Masses of white flowers adorn these firethorn hedges in May-June. Teton Firethorn hedges are followed by abundant, bright-orange berries that persist from fall through late winter. The berries are bird-friendly, but the plants are a deterrent for deer and prowlers as the branches have many sharp thorns. Great for planting under windows or in areas where a hedge is desired for privacy or security. Firethorn Hedges are good to consider for flowering hedges. Flowers and berries are also wonderful in floral arrangements.

Teton Firethorn is evergreen and hardy in USDA zones 6-9.

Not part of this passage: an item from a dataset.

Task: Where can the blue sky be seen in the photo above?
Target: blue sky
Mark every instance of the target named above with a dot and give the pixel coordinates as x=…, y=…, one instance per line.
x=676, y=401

Best flowering hedges to consider

HEDGES WITH UNIQUE FOLIAGE

Of course, hedging plants don’t have to flower to be unique and colorful. There are some other great options to add interest without flowers.

Purple Beech
Purple beech is a great flowering hedge

With stunning, dark foliage, Purple or Copper Beech is a real showstopper for Ornamental hedges! It is easy to create a dramatic landscape when using the dark and luxurious purple leaves of this beech type. Spring growth is brilliant red, darkening to a rich purple through the summer.

Purple Beech is deciduous and is hardy in USDA zones 5-8.

Bald Cypress
Best flowering hedges

Bald Cypress (Taxodium distichum) is an unusual conifer for several reasons. First, it is a deciduous conifer, which can seem like an oxymoron as most people tend to think of the words “conifer” and “evergreen” as being synonymous. There are actually several species of conifers that lose their needles in the winter, and Taxodium is one of them. The great thing about this is the seasonal color change. Springtime brings fresh, brilliant greens, followed by lush greens throughout the summer. Finally, the show really starts in fall as the copper/orange hues take over before the foliage drops for winter. The second thing that distinguishes Taxodium from typical conifers is its wonderful tolerance of wet conditions. Most plants suffer if planted in areas with consistent standing water, but not so with the Bald Cypress. It is native to the swamps and bayous of Louisiana, and does not suffer in the slightest in soggy areas. One of the best flowering hedges alternative to take into consideration.

Bald Cypress is deciduous and hardy in USDA zones 5-10.